Freya felt great warmth towards this kind old woman. ‘Thank you, Alma, for everything.’

The old woman’s eyes fogged. ‘No, Angel, thank you.’

When she was gone, Tamika turned to Archie and Freya. ‘We have the same lunch hour. Want to meet up?’

Archie nodded. ‘Let’s meet at the old oak tree in the front yard.’

Tamika nodded and smiled at Freya. For an instant, Freya saw Tyrone Johnson shining in her face and eyes. ‘Good luck with your classes.’

When she was gone, Archie caught Freya by the arm. ‘Well, Gee, this is it. Math is our first class.’

Hidden from inside her coat, Freya heard Orus moan, ‘It would have to be, wouldn’t it!’

By the lunchtime bell, Freya’s head was spinning. Each class she entered seemed worse than the one before. Every time she and Archie showed the new teacher the note from the school’s office, explaining her strange dress and seating requirements at the very back of the room, the teacher would give her a curious look that suggested they would have found it easier to believe she had wings.

Once they got past the class introductions, there was her lack of comprehension of what was going on. Archie had tried to prepare her, but it hadn’t worked. There were four different classes in the morning, and although she had a perfect understanding of Geography, she was lost when it came to Maths, English and something called Humanities.

‘I don’t think I can do this,’ Freya said as the lunch bell sounded. ‘I’ve only been here half a day and already want to fly home screaming. This is nothing like my education in Asgard.’

‘Don’t worry about it,’ Archie said. ‘First days are always the worst.’

Freya leaned her forehead against her locker and sighed. ‘But it’s like I know nothing! I have lived over six hundred Earth years and yet I still don’t understand what Humanities mean.

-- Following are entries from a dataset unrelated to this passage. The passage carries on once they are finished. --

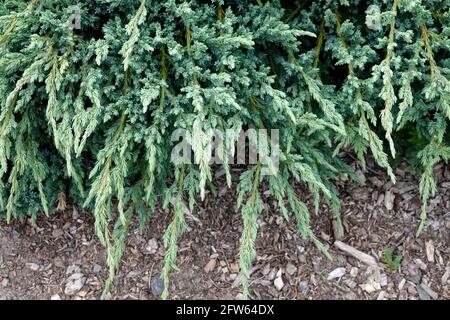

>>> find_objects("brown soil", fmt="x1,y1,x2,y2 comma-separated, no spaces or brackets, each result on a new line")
0,162,450,299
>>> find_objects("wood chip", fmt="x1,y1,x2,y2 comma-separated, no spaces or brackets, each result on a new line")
384,190,395,211
203,259,217,273
334,241,377,266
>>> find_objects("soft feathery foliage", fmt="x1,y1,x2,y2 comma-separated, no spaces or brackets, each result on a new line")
0,0,450,298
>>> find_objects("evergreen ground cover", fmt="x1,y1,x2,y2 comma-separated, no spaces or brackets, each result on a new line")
0,0,450,298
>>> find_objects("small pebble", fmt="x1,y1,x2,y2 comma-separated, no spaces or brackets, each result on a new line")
298,281,309,295
150,275,164,297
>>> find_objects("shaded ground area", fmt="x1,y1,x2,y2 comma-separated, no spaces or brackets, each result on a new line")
0,162,450,299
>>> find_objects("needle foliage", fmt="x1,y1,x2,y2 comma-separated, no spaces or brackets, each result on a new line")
0,0,450,298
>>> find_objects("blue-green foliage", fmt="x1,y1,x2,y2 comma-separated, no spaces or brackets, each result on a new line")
0,0,450,298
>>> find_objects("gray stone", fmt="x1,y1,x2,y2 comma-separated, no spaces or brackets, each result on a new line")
416,286,431,300
150,274,164,297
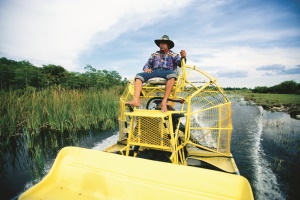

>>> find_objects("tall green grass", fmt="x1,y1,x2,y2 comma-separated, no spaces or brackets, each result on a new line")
0,87,121,147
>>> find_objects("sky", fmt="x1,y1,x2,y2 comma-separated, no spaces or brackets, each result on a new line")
0,0,300,88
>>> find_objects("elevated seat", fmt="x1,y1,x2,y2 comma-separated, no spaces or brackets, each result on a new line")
145,77,167,85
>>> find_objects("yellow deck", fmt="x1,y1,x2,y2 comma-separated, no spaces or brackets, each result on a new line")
19,147,253,200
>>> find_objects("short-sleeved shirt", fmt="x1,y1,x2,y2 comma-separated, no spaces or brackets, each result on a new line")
143,50,181,70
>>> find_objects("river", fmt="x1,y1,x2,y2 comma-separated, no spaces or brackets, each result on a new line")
0,98,300,200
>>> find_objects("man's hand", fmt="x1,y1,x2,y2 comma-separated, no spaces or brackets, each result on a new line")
144,68,153,73
180,50,186,58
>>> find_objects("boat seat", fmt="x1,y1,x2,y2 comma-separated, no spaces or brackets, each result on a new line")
146,77,167,85
145,68,182,85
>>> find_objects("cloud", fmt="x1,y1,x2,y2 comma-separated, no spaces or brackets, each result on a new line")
216,70,248,78
0,0,189,69
256,64,285,71
256,64,300,76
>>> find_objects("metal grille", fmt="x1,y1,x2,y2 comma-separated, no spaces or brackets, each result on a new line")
131,117,170,148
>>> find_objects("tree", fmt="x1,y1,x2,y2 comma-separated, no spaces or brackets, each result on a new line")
42,64,66,86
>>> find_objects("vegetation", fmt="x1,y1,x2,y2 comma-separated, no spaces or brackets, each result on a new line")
0,58,127,157
0,58,127,91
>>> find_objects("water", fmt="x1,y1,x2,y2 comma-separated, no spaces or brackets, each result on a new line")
231,97,300,200
0,99,300,200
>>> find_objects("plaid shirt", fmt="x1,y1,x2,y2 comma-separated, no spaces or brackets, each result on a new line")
143,50,181,70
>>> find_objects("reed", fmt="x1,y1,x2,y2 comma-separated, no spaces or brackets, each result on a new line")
0,87,121,148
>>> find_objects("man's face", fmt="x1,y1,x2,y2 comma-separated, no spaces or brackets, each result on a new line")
159,41,168,51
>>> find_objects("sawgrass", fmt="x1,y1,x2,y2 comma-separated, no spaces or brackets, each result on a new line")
0,87,122,147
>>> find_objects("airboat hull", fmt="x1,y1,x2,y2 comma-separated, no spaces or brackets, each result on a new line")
19,147,253,200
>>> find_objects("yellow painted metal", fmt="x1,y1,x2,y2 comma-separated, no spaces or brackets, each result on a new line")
119,58,238,173
19,147,253,200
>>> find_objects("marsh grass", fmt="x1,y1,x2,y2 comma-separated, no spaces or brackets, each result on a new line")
0,87,121,149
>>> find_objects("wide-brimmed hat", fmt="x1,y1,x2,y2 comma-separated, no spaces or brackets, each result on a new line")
154,35,175,49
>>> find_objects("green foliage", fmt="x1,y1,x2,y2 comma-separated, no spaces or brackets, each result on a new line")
0,87,122,142
0,57,127,91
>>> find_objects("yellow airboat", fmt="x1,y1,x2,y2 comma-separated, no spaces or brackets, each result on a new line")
19,61,253,200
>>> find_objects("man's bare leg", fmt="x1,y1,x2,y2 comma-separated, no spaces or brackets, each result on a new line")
161,78,175,112
125,79,143,107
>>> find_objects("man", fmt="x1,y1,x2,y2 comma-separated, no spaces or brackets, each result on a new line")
126,35,186,112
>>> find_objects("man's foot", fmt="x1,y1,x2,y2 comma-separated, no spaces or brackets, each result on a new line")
125,99,141,107
161,101,168,112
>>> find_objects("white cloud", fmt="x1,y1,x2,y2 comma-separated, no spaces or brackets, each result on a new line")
0,0,191,70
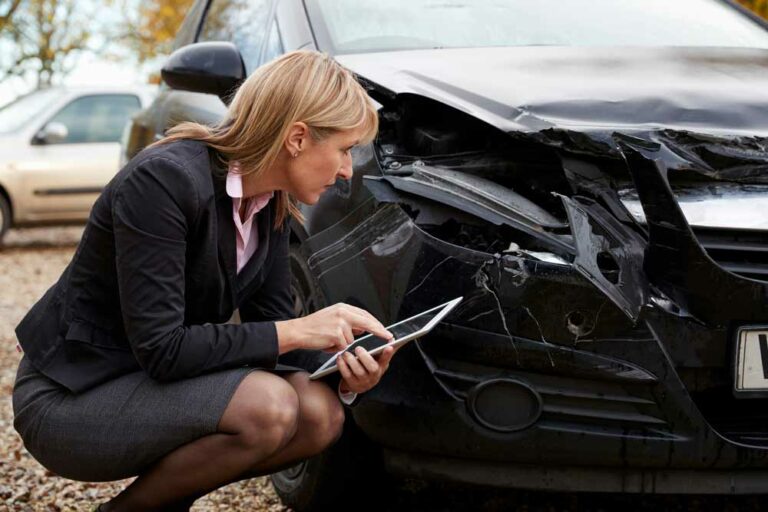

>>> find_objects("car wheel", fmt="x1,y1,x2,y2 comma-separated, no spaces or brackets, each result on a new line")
0,194,11,245
271,415,388,512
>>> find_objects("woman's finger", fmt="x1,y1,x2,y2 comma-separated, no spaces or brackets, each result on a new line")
378,347,395,371
346,304,393,340
341,322,355,345
355,347,379,375
336,357,352,382
344,352,368,379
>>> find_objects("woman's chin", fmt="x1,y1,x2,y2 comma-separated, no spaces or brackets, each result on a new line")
294,192,323,206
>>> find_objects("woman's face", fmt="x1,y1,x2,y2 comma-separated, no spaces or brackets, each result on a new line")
287,129,362,204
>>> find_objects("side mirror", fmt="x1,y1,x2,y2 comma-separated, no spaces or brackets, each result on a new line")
160,42,245,104
34,121,69,144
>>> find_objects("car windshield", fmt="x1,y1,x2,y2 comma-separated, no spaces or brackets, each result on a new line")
0,89,64,133
307,0,768,53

You are already human; why do you need a class to tell what it is to be human?’

Archie put an arm around her. ‘Humanities aren’t about being a human, it’s human philosophy, literature and language. It’s not really hard once you grasp it a bit more.’

‘But I’m not human,’ Freya exclaimed. ‘How can you expect me to grasp something I’m not?’

‘I know you’re not. I also know you don’t like us. Maybe in the Humanities classes, you will learn why you should like humans.’

‘I doubt that,’ Orus called from under her coat. ‘Now, will you please take me outside before I suffocate under here?’

Tamika was already waiting by the old oak tree at the front of the school. Freya opened her coat and released Orus as they joined her.

‘Why did you bring him?’ she asked, eyeing the raven skeptically.

‘I told you before, I go where he goes and he goes with me.’